Os 978 pacientes examinados foram separados em 4 grupos: pacientes sem retinopatia diabética (SRD), correspondendo a 675 casos (69,01%); pacientes com retinopatia diabética não proliferativa (RDNP) com 207 (21,16%); pacientes com retinopatia diabética proliferativa (RDP) com 70 casos (7,15%); e pacientes já fotocoagulados (JFC) com 26 casos (2,65%).
Dos pacientes examinados, 291 eram do sexo masculino (29%) e 711 do feminino (71%) (tabela 7).
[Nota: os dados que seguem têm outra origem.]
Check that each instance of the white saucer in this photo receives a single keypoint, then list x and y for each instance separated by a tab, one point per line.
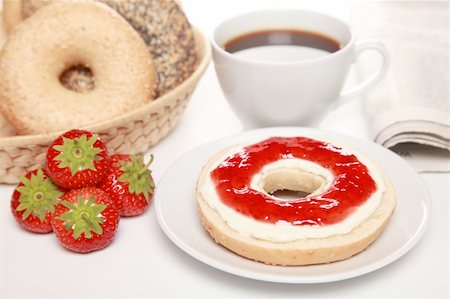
176	209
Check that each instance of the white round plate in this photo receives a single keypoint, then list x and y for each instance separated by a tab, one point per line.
176	209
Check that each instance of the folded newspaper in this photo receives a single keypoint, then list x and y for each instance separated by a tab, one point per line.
409	109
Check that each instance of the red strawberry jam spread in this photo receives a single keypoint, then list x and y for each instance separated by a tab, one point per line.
352	185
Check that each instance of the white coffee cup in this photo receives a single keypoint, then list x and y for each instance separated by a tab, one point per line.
286	90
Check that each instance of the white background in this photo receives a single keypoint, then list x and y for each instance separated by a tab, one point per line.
143	262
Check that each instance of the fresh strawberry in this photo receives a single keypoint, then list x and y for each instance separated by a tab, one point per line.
85	220
34	200
77	159
129	182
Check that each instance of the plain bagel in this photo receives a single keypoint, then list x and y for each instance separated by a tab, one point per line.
225	228
162	24
61	36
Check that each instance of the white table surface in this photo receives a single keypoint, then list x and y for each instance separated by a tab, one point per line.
143	262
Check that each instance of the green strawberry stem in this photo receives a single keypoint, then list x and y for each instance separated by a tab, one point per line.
78	154
38	196
145	168
83	217
137	175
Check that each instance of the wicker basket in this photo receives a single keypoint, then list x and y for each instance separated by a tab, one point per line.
133	132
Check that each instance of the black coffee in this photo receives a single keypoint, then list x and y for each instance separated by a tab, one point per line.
290	37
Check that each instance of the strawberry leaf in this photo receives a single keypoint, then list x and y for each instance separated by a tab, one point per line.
137	175
38	196
84	217
78	154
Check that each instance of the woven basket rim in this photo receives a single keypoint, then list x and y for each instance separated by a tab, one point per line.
204	52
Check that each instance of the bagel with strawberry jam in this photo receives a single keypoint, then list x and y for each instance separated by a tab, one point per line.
348	203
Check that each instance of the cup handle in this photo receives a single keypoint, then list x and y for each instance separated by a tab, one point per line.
373	79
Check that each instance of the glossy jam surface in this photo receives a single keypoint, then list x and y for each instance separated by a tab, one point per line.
352	185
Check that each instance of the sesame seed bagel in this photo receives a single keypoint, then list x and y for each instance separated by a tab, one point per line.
231	229
163	26
65	35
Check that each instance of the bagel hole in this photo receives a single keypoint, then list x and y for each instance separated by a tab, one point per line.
78	78
288	184
289	194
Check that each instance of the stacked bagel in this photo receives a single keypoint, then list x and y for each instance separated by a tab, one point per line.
69	64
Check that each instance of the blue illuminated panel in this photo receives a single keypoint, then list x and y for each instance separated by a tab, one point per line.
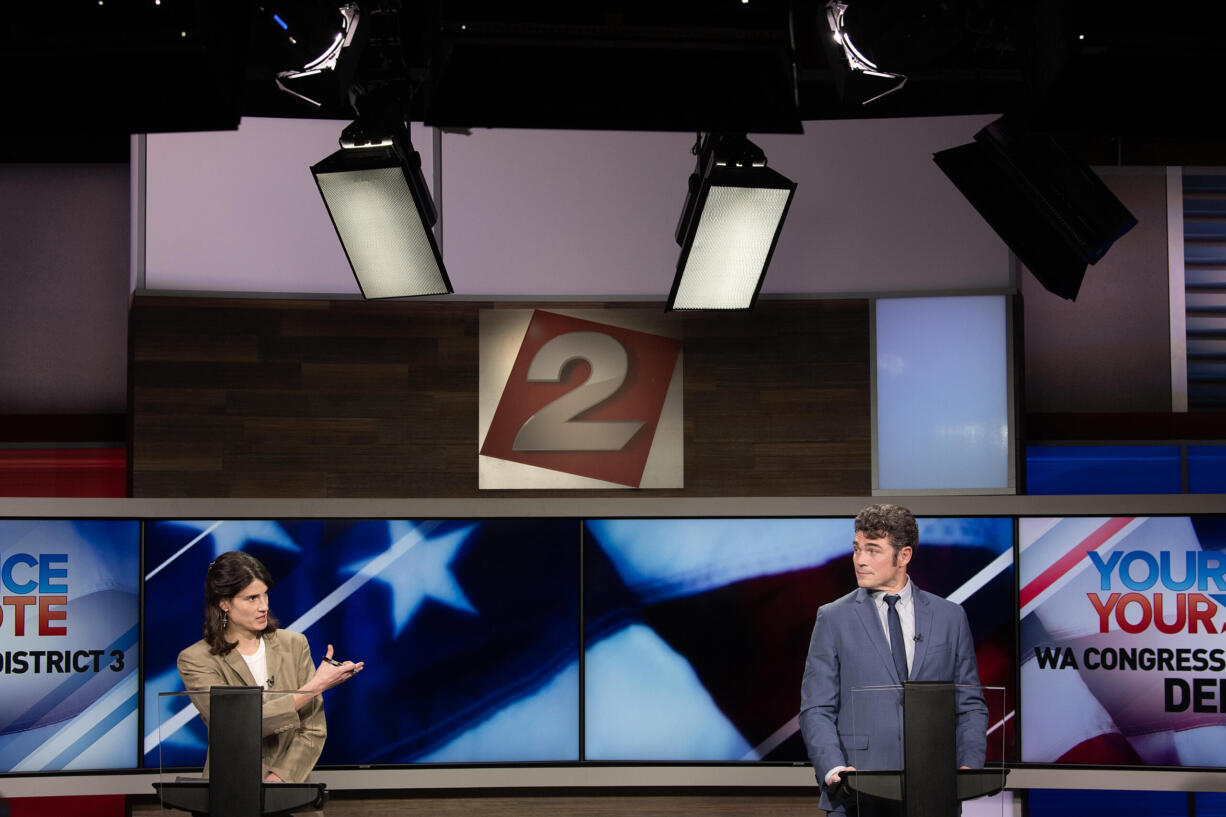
942	400
1104	469
1206	469
468	628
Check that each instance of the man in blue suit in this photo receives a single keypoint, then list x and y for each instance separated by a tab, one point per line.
883	633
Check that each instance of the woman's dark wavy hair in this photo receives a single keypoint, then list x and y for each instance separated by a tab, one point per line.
894	521
226	578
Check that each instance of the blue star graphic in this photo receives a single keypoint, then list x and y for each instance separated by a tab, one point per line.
417	568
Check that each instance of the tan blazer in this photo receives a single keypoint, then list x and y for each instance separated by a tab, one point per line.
293	739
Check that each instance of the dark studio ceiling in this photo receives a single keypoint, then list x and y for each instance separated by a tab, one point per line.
1117	82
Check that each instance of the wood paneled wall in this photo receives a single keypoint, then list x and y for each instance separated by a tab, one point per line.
256	398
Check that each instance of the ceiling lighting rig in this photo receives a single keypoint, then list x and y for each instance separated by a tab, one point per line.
733	214
383	212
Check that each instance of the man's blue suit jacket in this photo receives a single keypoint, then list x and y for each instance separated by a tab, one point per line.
849	650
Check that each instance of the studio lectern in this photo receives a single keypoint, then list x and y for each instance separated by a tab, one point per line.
234	786
929	784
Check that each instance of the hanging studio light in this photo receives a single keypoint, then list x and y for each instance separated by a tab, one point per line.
383	212
732	218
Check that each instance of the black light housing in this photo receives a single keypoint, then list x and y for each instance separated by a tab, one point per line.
730	225
1051	210
383	212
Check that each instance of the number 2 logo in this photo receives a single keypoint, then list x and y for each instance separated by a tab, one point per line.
582	398
554	427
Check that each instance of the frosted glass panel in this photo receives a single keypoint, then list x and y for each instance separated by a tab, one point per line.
942	420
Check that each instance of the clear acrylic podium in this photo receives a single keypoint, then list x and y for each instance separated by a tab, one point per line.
918	775
234	786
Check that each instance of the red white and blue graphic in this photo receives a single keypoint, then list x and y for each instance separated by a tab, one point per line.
1122	652
579	400
69	626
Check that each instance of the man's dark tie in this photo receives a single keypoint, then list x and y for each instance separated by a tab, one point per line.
896	647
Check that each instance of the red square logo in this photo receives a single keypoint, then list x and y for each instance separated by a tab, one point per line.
582	398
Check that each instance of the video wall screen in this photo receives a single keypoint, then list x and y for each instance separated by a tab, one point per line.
468	631
69	628
696	629
1122	640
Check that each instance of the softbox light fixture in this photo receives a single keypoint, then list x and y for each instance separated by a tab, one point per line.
733	214
383	212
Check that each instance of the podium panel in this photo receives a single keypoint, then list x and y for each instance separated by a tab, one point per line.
234	782
918	748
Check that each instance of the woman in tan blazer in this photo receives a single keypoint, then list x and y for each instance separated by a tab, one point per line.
243	647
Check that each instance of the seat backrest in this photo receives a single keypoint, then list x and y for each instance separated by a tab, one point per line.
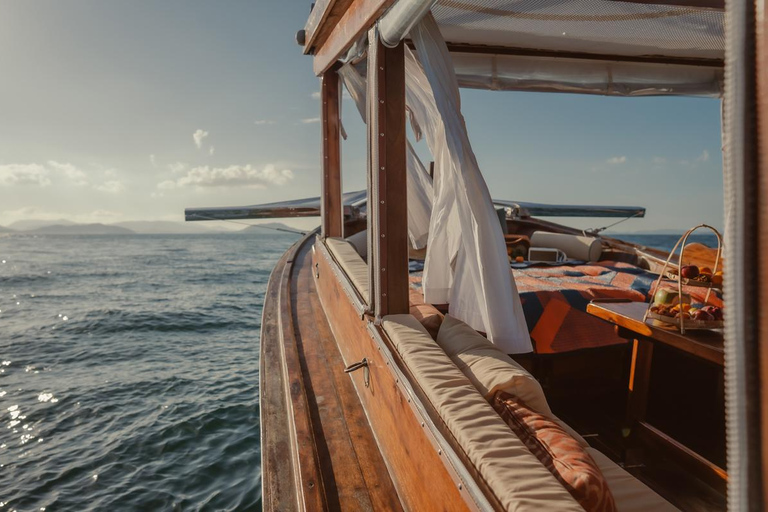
351	263
515	476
Quanto à associação entre a RD e o sexo, 187 pacientes do sexo masculino (66,3%) eram do grupo SRD; 63 (22,3%) tinham RDNP; 20 (7,1%) RDP, e 12 (4,2%) tinham fotocoagulação prévia (FP). Quanto ao sexo feminino, 488 pacientes (70,1%) eram do grupo SRD; 144 (20,6%) tinham RDNP; 50 (7,1%) RDP e 14 pacientes (2%) tinham FP (tabela 7).
Em relação à faixa etária, 147 pacientes tinham menos de 40 anos(14,7%), 452 tinham entre 40 e 60 anos (45,1%) e 345 tinham mais que 60 anos (34,4%). Em58 casos a idade não foi catalogada (5,8%).
Quanto à RD e a idade os pacientes foram divididos em 3 grupos: grupo A, formado por pacientes com idade menor ou igual a 40 anos, grupo B, formado por pacientes entre 40 e 60 anos, e grupo C, composto por pacientes com mais de 60 anos. No grupo A, 121 pacientes (82,8%) não apresentavam RD (grupo SRD), 17 tinham RDNP (11,6%); 6 RDP (4,1%); 2 tinham FP (1,3%). No grupo B, 305 pacientes foram classificados como SRD (68,2%); 103 eram portadores de RDNP (23%); 30 pacientes tinham RDP (6,7%); e 9 pacientes tinham FP (2%). No grupo C, 214 pacientes foram classificados como SRD (65%); 75 tinham RDNP (22,8%); 27 RDP (8,2%) e 13 pacientes tinham FP (3,9%).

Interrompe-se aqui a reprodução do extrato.